Chapter 32 Orthovoltage generators and linear accelerators
32.1 Aim
The aim of this chapter is to review the main differences between diagnostic X-ray generators and the orthovolvoltage generator. It will also present an overview of the linear accelerator.
32.2 Introduction
1. Superficial therapy using energies of up to 150 kV with beam filtration of 1–8-mm aluminium equivalent material at a focus to skin distance (FSD) of 10–30 cm.
2. Orthovoltage or ‘deep’ therapy with energies of 150–500 kV with 0.5–3-mm copper filtration at a 50-cm FSD.

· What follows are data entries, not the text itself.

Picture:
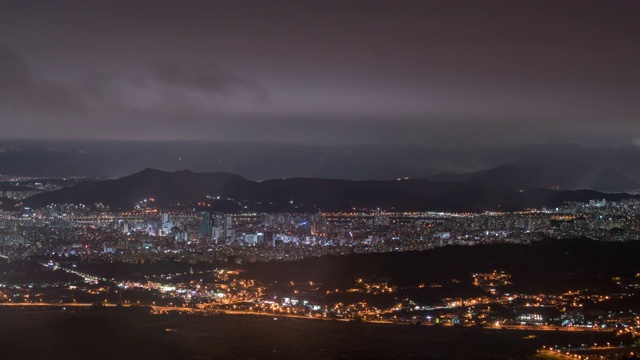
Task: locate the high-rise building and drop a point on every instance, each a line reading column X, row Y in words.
column 204, row 224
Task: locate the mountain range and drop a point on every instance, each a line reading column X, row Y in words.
column 230, row 192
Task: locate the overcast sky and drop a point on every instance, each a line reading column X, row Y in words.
column 429, row 73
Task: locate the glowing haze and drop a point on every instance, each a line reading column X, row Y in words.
column 432, row 74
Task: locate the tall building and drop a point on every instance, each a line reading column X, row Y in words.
column 204, row 224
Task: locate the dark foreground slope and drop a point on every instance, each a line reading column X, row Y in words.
column 541, row 266
column 304, row 194
column 115, row 334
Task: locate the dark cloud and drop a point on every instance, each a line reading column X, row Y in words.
column 207, row 77
column 450, row 74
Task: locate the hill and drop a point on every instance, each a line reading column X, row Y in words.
column 229, row 192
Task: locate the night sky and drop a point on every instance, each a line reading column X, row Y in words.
column 451, row 76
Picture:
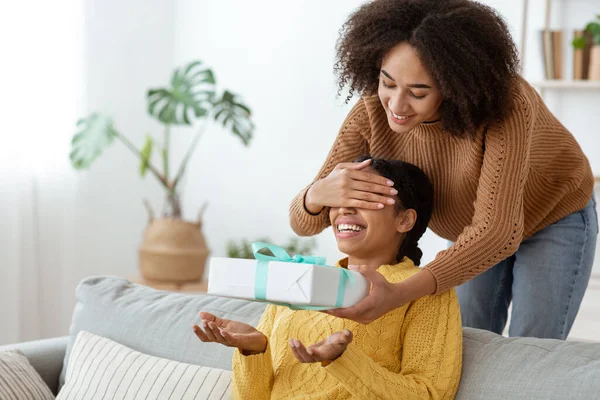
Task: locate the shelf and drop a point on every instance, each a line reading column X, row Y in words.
column 567, row 84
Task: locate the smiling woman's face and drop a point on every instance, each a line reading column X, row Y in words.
column 369, row 234
column 406, row 90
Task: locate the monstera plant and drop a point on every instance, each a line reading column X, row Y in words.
column 172, row 249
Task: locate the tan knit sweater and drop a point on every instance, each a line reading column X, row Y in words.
column 512, row 180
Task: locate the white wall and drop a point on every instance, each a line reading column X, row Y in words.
column 64, row 226
column 279, row 55
column 128, row 48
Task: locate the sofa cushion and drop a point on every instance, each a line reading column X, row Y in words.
column 495, row 367
column 154, row 322
column 19, row 380
column 100, row 368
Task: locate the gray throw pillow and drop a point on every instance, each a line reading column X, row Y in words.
column 19, row 380
column 154, row 322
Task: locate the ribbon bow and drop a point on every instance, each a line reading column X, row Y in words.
column 279, row 254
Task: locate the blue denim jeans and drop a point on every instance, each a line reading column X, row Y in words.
column 545, row 280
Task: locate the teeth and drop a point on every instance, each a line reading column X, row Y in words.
column 349, row 228
column 399, row 116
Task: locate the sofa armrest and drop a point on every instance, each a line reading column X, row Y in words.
column 46, row 356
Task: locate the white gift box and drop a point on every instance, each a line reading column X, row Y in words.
column 287, row 282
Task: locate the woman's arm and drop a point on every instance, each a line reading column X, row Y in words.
column 497, row 227
column 253, row 374
column 431, row 356
column 350, row 143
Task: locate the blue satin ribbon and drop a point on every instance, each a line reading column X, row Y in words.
column 279, row 254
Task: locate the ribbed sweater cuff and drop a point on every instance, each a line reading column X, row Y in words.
column 303, row 222
column 446, row 277
column 255, row 364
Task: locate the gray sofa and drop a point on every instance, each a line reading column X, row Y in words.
column 159, row 323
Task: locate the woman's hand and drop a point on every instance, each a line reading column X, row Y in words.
column 383, row 297
column 348, row 186
column 231, row 333
column 324, row 351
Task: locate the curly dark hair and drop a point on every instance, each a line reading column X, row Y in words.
column 465, row 45
column 414, row 191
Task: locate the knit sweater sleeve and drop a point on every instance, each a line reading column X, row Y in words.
column 350, row 144
column 431, row 356
column 496, row 230
column 253, row 375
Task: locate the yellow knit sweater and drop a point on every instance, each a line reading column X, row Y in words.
column 413, row 352
column 512, row 180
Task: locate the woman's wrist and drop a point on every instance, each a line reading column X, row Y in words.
column 309, row 205
column 421, row 284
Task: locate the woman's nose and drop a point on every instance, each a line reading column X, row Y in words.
column 347, row 210
column 397, row 103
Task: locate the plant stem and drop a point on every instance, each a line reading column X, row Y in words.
column 188, row 155
column 166, row 151
column 151, row 167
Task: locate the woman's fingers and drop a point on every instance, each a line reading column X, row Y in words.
column 208, row 332
column 201, row 335
column 377, row 184
column 352, row 165
column 300, row 352
column 359, row 194
column 217, row 333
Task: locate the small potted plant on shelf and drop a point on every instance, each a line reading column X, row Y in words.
column 172, row 249
column 591, row 38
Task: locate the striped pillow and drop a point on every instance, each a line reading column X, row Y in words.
column 19, row 380
column 100, row 368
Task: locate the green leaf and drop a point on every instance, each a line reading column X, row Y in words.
column 235, row 116
column 188, row 98
column 146, row 155
column 579, row 42
column 593, row 27
column 94, row 134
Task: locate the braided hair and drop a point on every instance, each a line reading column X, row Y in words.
column 414, row 191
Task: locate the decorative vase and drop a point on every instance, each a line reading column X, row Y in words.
column 594, row 73
column 173, row 250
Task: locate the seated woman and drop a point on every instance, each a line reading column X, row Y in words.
column 413, row 352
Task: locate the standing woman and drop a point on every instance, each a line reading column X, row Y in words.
column 439, row 88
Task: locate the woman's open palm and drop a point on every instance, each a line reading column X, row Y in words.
column 231, row 333
column 324, row 351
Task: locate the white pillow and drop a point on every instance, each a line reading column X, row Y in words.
column 19, row 380
column 100, row 368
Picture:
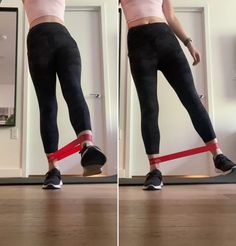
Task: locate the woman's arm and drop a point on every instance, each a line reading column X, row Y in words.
column 178, row 29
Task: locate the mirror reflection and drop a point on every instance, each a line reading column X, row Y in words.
column 8, row 46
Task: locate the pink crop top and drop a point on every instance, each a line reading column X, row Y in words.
column 137, row 9
column 38, row 8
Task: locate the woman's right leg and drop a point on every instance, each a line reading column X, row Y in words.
column 43, row 74
column 144, row 72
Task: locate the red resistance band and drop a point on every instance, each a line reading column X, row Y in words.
column 70, row 148
column 210, row 147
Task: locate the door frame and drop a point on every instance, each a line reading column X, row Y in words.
column 179, row 5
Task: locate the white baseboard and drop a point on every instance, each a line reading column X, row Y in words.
column 10, row 172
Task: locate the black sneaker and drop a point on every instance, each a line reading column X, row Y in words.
column 153, row 180
column 92, row 160
column 223, row 164
column 52, row 179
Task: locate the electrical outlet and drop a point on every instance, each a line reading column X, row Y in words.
column 14, row 133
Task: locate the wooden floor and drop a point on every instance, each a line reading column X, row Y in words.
column 76, row 215
column 190, row 215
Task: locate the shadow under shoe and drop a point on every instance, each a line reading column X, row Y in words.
column 52, row 180
column 153, row 180
column 92, row 160
column 223, row 165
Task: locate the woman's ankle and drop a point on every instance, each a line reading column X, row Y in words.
column 217, row 151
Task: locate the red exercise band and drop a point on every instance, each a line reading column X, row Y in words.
column 181, row 154
column 70, row 148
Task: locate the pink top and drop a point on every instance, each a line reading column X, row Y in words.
column 137, row 9
column 38, row 8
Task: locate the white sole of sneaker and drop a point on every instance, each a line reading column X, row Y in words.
column 92, row 170
column 224, row 173
column 52, row 186
column 153, row 187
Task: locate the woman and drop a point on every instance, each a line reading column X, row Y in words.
column 51, row 51
column 152, row 46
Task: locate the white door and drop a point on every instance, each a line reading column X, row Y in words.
column 177, row 132
column 84, row 25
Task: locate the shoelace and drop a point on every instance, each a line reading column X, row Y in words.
column 222, row 158
column 153, row 174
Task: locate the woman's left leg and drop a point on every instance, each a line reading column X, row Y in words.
column 68, row 63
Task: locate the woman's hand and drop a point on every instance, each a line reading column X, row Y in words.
column 194, row 53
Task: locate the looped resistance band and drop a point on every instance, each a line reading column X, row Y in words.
column 184, row 153
column 70, row 148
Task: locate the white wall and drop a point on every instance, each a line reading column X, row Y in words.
column 13, row 153
column 223, row 60
column 7, row 96
column 221, row 64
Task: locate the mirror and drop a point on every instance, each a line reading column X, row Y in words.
column 8, row 65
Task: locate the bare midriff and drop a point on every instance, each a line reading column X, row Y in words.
column 145, row 21
column 47, row 18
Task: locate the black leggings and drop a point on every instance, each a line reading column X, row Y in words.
column 154, row 47
column 51, row 51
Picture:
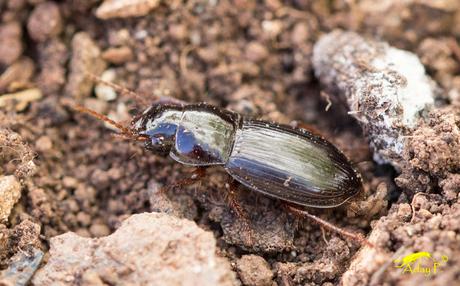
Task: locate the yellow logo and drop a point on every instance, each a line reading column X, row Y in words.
column 420, row 262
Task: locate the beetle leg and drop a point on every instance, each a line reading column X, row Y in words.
column 198, row 174
column 354, row 236
column 232, row 198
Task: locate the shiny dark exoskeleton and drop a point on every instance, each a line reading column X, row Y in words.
column 287, row 163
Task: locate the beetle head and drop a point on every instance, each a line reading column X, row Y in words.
column 158, row 124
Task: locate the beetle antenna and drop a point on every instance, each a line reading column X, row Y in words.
column 125, row 131
column 121, row 89
column 302, row 213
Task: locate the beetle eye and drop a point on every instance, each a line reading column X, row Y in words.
column 158, row 140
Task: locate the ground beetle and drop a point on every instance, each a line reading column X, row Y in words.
column 287, row 163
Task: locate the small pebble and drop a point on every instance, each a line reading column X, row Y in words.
column 118, row 55
column 18, row 73
column 256, row 52
column 10, row 42
column 125, row 8
column 45, row 22
column 300, row 33
column 99, row 230
column 43, row 144
column 254, row 270
column 10, row 192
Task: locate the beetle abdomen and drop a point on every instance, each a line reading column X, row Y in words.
column 292, row 165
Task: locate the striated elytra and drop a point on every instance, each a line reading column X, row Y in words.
column 287, row 163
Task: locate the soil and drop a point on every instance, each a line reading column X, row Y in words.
column 251, row 57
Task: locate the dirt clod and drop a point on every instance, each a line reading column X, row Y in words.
column 10, row 42
column 147, row 247
column 253, row 270
column 45, row 22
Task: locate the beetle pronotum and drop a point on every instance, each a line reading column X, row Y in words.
column 290, row 164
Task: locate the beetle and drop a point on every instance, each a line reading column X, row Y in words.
column 291, row 164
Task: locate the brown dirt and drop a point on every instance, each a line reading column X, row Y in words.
column 252, row 58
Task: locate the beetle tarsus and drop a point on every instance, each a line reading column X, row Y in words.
column 354, row 236
column 232, row 198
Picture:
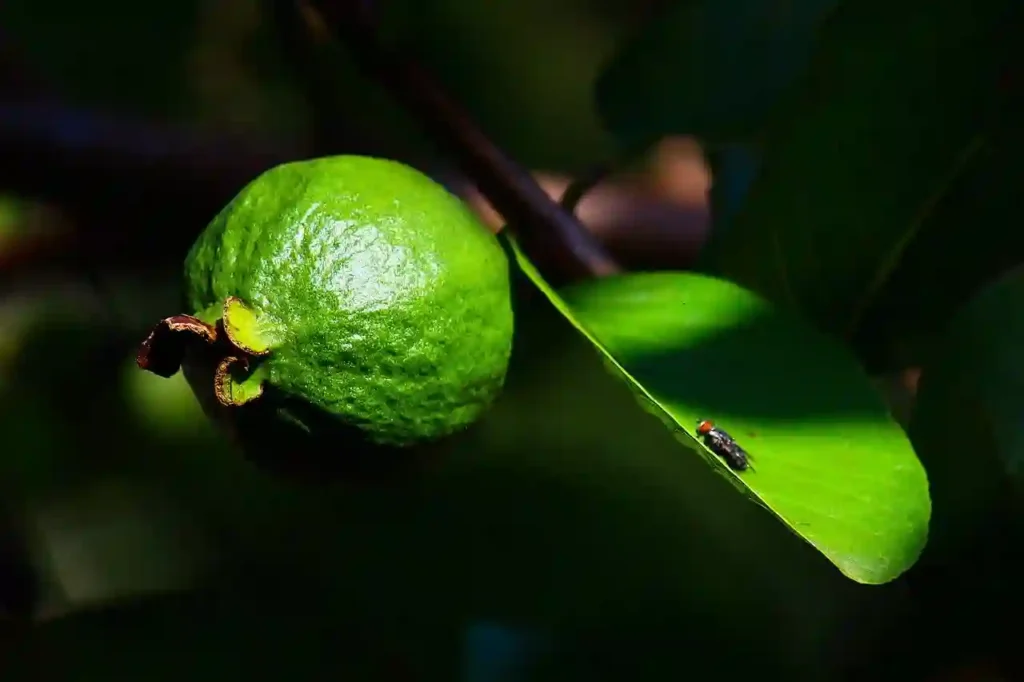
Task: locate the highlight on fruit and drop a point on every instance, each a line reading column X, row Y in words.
column 344, row 292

32.3 The orthovoltage unit
There are a number of similarities and differences between these units and the general diagnostic unit. The orthovoltage unit uses a stationary anode X-ray tube, unlike the rotating anode used in diagnostic radiography. The circuit of a high voltage generator is similar to that of modern microprocessor-controlled medium-frequency diagnostic generators (see Ch. 28). However, the control panel differs in that a number of distinct stages must be followed in sequence before exposure can be initiated; these include the ability to select the additional filtration used – this automatically sets the kV and mA available. The radiographer must then select the dose to be delivered and the exposure time. This determines the setting of the back-up timer, which will terminate the exposure if the elapsed time exceeds the set time by 10%. Other differences are the beam filtration and the way in which the beam is collimated.
32.3.1 The X-ray tube
Unlike the rotating anode design found in diagnostic units, the orthovoltage unit uses a hooded stationary anode (see Fig. 32.1). This is likely to have an insert with a metal–ceramic envelope, which overcomes the common cause of tube failure, which in these units is usually the breakdown of the glass envelope around the insert. As can be seen, the target is surrounded by shielding apart from two ports: the first is in line with the electron beam from the cathode, and the second, covered by a beryllium window, is at 90° to this axis and in line with the tube exit port. This permits the beam of useful radiation to leave the anode and tube. The hood serves two functions: i) it absorbs secondary electrons produced by electron interaction with the target; and ii) it attenuates unwanted radiation, reducing the thickness of the lead required in the tube housing, thus reducing weight of the tube assembly. Note that the anode, which loses heat through conduction to the oil surrounding the insert, has, in addition to a large cross-sectional area, channels in it through which oil is circulated, thus improving the cooling process.